Reading that one of my sorority sisters from college is having a double mastectomy today helped me gain a much needed perspective on my current situation. As I sit here worrying about her, I've made a decision to stop my bitching about California and just make it work. I've changed my altitude and now I must change my attitude.
OK, time for a funny story. In the beginning that is what I proposed this blog would be, funny stories from my life. BUT, it has turned into something else entirely lately and ENOUGH is ENOUGH!
Tanner has a school project due on Friday. He has to build a model of Mission Santa Cruz (there were other choices but that boy loves to build). We are learning all kinds of California history in the process. He and Eric started building it over Xmas break using cardboard (something we have plenty of around here). Once the structure was complete, Tanner and I started working on the details. I am no stranger to crafts, people. I was a first grade teacher for 16 years and have dealt with glitter (god help me) and plenty of children who get carried away with a bottle of Elmer's in their hands. But I guess it's been awhile since I've battled the glue gun.
I think all glue guns should have that warning printed on them like the coffee cups from McDonald's. "This shit gets REALLY fricking hot. You WILL get burned." That's my idea for the warning. I know, not exactly the same as the coffee cup thing. Anywho, I was doing great until we had to put grass all over the base. Gluing the roof tiles was easy, they are solid squares of cardboard. I put a squeeze of glue and Tanner stuck it on. "Oooh, that feels hot through the cardboard," Tanner says. "You have that right," I respond.
Let's discuss this grass, by the way. I could have just had him color or paint the base green or covered it in green felt.
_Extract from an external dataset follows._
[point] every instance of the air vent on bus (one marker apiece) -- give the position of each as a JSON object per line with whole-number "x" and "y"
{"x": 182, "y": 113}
But then I spotted this spanish moss at JoAnn's and thought how realistic it would look. (Dumbass) I realize right away this is gonna get messy. You have to pull the grass apart and it's not so easy. Plus it's falling all over the place and my dog is chewing on it as it hits the floor. There's a comedian who says that glitter is the herpes of craft products (b/c once who have it, it never really goes away). As I'm ripping the moss into sections, I can't get this out of my head. (Squirrel!)